To Paul Schirf: I am glad you liked the final version (again, I am not sure how we should go about quantifying liking…).
The point here, which I should probably have stressed better is the following. Terse names, that is one or two letter names, make more sense if the context is small. Consider for example identifying an individual person. Within the small family cycle, a one syllable nickname would do. In a classroom, you may need to use the first name spelled in full: Paul. When the individual is part of a larger audience, say, participants in a forum, you may need to write Paul Schirf, and if you need address this individual among all citizens of a large state, you may need to write: PaulSchirfMaleOfPalmSprings.
The point is the following: the smaller the scope, the shorter the name. Conversely, if you strive for short variable names, you will be gravitating towards smaller modules.

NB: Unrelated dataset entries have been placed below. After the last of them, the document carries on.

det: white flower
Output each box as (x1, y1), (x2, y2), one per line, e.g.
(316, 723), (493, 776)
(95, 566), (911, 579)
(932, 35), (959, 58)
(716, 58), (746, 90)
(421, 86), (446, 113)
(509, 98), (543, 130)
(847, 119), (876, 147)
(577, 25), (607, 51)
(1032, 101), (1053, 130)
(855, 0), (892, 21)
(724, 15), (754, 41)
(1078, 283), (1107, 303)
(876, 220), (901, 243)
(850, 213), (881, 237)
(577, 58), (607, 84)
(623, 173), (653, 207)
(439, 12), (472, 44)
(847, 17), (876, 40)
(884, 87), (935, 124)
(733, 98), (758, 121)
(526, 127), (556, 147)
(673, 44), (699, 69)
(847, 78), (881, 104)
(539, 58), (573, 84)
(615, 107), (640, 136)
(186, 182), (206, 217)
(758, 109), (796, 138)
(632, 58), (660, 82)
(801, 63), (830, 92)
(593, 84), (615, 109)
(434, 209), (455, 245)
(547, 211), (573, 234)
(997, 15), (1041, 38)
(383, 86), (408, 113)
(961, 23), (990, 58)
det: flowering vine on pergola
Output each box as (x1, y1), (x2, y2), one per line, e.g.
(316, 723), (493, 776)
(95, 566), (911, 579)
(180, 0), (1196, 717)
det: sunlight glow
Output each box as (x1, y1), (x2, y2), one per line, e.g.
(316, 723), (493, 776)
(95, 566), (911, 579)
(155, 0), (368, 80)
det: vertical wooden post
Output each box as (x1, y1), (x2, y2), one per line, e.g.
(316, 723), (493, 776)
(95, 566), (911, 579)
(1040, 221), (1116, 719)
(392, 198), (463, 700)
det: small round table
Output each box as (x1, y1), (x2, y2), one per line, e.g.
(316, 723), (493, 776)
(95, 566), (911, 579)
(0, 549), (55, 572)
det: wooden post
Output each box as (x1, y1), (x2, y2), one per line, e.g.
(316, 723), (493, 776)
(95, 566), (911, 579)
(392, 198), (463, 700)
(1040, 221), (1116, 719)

There is another point to make here (eventually I will add this to the wiki): in the course of decomposition, you often come up with small, yet general modules. These modules often make terse names even more necessary.
In the Paul Schirf example, suppose you have a module with code designed to serve as back door of an application, e.g., by testing if (user==Paul Schirf) { do lots and lots of special things }.
Now, in decomposing the body of the conditional, one may come up with a small sub module designed to send a birthday greeting by email to the individual. I would expect a signature of the sort of,
congratulate(Person p)
to that module. Conversely, if the same code was inlined into the main module, you would more inclined in using a verbose name for the user to congratulate, by writing e.g.,
User backDoorUser = …;
Message congratulation = …;
send(congratulation, backDoorUser)
The point here is that the strive towards general, non descriptive names, is stimulates and is satisfied by good modular decomposition.
PS.
Others here may suggest using congratulate(Person person) as signature for the submodule, i.e., naming the parameter person rather than p. I am interested in understanding better what makes people prefer the more verbose version in such a case.